こんな広い日本だもの、一度別れてしまったら
もう二度と会うことなんて絶対にないと思っていただけに
再び会えた偶然にもの凄い運命的なものを僕は感じた。

と、同時に
世の中に絶対はない!!
ということを僕は知った。

もしかしてこの人は
僕にとって運命の人なのか?

そう思った僕は

ヒゲもじゃでメガネという彼のその顔に

いやいや
やはり運命の人は素敵な女性でしょ!!(笑)


そんなことを思いながら
2台で走りながら今日の寝床を探し始めた。

やはり駅にしますか?
そうっすね!

そんな会話をしながら僕たち2台は
野宿の定番、駅に向かった。

駅に着くなり、何故か5,6人の男性が
待ってたよ〜
と手を振って待ってくれていて

(誰だよ?あんたら?)

と思いながらも彼らに近づくと
彼らも同じ一人旅のライダーたちで
駅で野宿しようと集まって来た連中だった。

考えることは皆一緒なんだ。
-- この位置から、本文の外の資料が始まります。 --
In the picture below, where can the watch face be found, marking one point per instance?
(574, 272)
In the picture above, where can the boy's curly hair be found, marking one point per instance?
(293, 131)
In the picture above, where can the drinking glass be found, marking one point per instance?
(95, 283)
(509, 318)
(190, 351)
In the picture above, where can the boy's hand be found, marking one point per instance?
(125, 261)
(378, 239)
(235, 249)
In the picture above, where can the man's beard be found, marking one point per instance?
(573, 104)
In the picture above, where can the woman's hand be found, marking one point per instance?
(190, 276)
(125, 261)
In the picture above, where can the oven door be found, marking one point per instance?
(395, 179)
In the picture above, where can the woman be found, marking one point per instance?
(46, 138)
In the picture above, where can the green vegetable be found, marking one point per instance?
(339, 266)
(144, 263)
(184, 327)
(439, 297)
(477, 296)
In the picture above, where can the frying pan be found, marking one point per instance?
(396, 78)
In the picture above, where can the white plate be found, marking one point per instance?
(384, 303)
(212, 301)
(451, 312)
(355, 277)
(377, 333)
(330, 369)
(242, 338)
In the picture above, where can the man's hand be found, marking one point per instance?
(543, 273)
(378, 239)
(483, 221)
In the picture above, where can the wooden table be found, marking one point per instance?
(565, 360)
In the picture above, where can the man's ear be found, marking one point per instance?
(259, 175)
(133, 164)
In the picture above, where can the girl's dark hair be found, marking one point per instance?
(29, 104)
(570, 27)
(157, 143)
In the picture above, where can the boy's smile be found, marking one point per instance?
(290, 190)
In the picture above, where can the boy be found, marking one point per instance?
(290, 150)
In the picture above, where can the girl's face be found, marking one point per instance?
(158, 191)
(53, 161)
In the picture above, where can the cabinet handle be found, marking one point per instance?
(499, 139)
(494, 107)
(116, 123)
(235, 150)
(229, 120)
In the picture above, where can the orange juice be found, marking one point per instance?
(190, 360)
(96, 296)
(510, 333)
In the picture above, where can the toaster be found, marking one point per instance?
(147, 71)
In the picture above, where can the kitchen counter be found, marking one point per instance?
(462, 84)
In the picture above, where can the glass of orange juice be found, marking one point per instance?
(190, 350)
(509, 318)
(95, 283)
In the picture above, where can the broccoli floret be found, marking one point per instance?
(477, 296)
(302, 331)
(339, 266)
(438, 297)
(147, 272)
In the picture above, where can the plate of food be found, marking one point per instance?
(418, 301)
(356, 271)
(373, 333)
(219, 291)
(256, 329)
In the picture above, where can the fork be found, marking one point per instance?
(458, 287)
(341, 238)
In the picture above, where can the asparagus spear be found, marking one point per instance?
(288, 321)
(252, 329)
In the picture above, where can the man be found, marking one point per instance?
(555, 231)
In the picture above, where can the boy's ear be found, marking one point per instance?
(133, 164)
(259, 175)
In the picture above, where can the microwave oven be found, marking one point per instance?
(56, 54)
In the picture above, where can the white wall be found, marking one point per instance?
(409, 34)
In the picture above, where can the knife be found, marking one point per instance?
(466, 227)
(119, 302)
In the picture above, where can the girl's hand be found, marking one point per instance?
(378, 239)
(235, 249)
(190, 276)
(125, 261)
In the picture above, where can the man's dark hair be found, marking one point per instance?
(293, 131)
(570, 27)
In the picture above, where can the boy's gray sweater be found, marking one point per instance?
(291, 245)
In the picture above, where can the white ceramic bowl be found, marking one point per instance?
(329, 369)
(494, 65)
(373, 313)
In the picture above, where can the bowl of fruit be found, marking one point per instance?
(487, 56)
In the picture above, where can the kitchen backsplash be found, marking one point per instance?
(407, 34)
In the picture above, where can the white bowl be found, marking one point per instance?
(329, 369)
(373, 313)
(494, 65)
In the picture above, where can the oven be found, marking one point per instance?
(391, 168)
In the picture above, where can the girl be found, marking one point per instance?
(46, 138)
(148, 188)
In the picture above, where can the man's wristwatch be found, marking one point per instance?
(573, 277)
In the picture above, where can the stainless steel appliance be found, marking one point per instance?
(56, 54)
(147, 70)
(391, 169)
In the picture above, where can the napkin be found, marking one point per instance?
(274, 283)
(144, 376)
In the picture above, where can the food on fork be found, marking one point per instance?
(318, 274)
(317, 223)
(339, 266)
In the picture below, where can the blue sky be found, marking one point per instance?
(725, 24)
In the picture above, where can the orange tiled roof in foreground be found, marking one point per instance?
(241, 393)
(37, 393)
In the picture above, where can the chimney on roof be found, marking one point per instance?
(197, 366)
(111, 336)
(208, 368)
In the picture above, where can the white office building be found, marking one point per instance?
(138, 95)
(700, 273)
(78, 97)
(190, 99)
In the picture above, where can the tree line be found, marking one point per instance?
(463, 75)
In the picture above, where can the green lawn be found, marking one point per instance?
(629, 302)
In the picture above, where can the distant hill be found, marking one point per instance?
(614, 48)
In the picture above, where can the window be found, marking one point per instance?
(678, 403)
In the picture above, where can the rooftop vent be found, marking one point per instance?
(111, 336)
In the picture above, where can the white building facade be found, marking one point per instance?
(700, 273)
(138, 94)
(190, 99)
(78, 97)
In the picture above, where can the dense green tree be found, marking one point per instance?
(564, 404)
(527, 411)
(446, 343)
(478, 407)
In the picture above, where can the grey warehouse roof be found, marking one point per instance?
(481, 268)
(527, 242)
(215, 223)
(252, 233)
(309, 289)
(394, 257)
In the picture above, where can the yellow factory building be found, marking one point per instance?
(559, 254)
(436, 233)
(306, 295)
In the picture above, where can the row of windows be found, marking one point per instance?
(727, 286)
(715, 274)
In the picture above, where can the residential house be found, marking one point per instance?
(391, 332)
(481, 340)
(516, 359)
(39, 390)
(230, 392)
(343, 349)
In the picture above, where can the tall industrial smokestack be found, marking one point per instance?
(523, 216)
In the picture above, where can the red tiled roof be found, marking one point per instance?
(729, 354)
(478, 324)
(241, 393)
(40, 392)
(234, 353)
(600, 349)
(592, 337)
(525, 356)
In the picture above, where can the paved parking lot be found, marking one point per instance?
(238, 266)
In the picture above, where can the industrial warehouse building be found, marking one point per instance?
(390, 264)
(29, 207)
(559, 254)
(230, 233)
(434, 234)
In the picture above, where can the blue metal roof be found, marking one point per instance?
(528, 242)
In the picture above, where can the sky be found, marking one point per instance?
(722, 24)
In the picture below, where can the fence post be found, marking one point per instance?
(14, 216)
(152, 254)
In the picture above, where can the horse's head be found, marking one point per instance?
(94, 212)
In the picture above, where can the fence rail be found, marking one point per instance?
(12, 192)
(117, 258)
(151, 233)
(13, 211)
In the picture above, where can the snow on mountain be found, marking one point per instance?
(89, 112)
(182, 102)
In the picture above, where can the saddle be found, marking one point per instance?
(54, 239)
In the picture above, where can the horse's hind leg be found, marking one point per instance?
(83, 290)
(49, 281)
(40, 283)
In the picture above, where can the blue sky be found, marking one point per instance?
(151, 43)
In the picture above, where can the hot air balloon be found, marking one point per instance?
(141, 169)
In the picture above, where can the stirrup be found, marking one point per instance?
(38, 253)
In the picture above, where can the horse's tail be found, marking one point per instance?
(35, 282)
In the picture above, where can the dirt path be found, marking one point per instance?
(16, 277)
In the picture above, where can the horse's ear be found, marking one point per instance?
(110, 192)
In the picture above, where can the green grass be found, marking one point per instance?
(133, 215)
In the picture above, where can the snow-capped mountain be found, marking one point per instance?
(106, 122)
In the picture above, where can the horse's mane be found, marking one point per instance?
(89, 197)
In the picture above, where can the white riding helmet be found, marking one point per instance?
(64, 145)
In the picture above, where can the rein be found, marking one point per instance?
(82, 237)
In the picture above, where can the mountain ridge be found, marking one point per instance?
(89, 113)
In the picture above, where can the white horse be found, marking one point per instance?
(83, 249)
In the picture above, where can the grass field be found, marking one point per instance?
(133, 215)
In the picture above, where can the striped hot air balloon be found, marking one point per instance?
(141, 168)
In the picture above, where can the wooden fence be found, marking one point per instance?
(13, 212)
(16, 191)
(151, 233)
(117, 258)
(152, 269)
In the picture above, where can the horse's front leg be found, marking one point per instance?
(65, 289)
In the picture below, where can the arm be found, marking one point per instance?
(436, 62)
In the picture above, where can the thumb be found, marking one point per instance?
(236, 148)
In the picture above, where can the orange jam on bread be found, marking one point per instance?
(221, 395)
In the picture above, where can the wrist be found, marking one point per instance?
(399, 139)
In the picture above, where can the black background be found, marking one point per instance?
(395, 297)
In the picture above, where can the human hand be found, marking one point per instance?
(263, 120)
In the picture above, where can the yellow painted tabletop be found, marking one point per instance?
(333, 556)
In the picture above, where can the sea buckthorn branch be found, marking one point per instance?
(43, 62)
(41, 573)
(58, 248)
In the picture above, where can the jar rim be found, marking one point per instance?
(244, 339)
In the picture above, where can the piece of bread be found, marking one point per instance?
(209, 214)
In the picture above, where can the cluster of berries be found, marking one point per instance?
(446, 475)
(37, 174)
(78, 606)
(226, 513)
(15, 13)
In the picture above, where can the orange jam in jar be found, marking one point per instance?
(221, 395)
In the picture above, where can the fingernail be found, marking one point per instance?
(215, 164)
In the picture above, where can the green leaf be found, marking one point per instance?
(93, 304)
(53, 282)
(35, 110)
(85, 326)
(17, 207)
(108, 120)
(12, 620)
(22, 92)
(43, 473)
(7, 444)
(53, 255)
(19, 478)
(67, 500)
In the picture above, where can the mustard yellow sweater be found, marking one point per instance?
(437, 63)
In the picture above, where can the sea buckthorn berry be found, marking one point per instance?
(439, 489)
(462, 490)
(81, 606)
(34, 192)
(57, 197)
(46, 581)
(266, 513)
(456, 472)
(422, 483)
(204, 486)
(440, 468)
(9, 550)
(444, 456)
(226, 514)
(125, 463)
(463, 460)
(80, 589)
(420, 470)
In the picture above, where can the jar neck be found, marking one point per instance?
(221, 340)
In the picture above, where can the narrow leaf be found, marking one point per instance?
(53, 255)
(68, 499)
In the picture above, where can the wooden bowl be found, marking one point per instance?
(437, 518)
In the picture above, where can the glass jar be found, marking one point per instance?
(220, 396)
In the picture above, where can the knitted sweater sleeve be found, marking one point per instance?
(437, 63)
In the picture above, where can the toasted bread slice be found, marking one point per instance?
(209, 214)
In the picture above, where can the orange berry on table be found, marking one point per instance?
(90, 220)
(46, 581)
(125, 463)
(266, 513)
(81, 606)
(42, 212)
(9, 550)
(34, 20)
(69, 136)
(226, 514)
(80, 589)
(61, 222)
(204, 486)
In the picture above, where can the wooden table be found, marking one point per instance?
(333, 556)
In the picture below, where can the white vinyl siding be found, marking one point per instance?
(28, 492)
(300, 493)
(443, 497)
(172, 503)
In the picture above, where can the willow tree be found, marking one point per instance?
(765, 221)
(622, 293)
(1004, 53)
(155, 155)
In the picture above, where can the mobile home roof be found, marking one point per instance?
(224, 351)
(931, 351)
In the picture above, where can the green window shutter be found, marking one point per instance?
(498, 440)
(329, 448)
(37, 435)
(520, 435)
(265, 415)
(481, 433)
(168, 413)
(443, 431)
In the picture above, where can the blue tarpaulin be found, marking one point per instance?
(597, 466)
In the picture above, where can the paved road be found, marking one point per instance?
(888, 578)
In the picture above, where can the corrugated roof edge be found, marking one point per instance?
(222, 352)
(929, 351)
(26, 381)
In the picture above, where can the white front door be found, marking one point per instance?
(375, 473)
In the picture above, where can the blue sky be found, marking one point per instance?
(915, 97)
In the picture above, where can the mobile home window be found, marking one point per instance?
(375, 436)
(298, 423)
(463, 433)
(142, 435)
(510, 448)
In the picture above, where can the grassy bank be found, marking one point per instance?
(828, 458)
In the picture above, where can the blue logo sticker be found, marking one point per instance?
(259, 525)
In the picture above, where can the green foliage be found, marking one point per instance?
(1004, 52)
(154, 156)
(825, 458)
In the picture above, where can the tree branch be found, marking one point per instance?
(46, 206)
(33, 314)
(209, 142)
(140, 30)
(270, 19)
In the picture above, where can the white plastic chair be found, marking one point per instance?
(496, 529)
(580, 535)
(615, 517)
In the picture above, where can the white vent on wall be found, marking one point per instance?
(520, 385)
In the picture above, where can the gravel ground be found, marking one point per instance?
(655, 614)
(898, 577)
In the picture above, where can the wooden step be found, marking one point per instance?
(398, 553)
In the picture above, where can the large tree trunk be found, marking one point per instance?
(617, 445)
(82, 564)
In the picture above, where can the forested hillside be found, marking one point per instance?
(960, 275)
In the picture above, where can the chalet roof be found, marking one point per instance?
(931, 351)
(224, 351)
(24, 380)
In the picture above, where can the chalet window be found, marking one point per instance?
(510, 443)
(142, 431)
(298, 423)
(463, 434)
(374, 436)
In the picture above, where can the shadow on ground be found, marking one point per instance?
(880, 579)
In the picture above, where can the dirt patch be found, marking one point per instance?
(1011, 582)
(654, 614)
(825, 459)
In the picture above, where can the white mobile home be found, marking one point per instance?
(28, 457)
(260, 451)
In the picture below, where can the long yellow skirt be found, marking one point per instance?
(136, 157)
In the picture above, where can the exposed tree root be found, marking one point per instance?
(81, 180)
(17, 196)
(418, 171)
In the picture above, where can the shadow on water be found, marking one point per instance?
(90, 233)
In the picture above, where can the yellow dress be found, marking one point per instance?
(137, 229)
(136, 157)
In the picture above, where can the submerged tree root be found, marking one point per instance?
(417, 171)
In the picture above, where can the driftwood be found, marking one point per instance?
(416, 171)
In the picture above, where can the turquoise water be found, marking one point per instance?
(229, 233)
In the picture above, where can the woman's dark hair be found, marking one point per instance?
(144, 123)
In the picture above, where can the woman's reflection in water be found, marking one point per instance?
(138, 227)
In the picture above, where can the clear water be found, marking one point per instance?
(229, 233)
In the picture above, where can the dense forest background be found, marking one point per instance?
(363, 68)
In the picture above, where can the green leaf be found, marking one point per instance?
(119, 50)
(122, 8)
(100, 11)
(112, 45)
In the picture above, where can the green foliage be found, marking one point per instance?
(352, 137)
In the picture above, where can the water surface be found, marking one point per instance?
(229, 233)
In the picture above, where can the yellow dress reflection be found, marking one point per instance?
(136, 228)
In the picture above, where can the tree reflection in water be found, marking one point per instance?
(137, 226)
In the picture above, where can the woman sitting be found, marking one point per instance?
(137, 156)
(苦笑)

一人旅も皆が集まればチームじゃん。

そう言えば、走っている時以外に
一人でいることって案外、少なくて
いつも誰かと一緒だった気がする。

考えてみれば1億2千万人もいる
この島国で一人になんかなれる訳がないと思った。

この世にいる限り
一人っきりだと思い込むことは出来ても

本当に一人っきりになることなんて
それは不可能なんだって
今回の旅が僕に教えてくれた。

全国各地から集まったメンバーと
自販機で買った缶ビールで乾杯をし
一夜限り限定の楽しい夜を過ごした僕は

翌朝、早朝から再び走り出し大分、熊本と
一気に九州各地のラーメンを食べ歩いて行った。

その結果、導き出した僕の答えは
紛れもなく

どの土地のラーメンも
めちゃめちゃ美味いっ!!


という事実だった。

それぞれにそれぞれの良さがあるラーメンたちに
グルメ雑誌の様に簡単にランキングを付ける様な
ナンセンスなことは僕には出来ず

今でも僕にとっての九州ラーメンは全てがNo.1。

でも本当はラーメンの味よりも
“こんな大変な思いをしてまで食べに来た”
という思いが、僕にとってのNo.1だった気がしている。

どの味を食べるか?よりも
どの様な思いで食べるのか?

それが自分にとって本当の味を決めるんだ
ってことを僕は体で学んだんだ。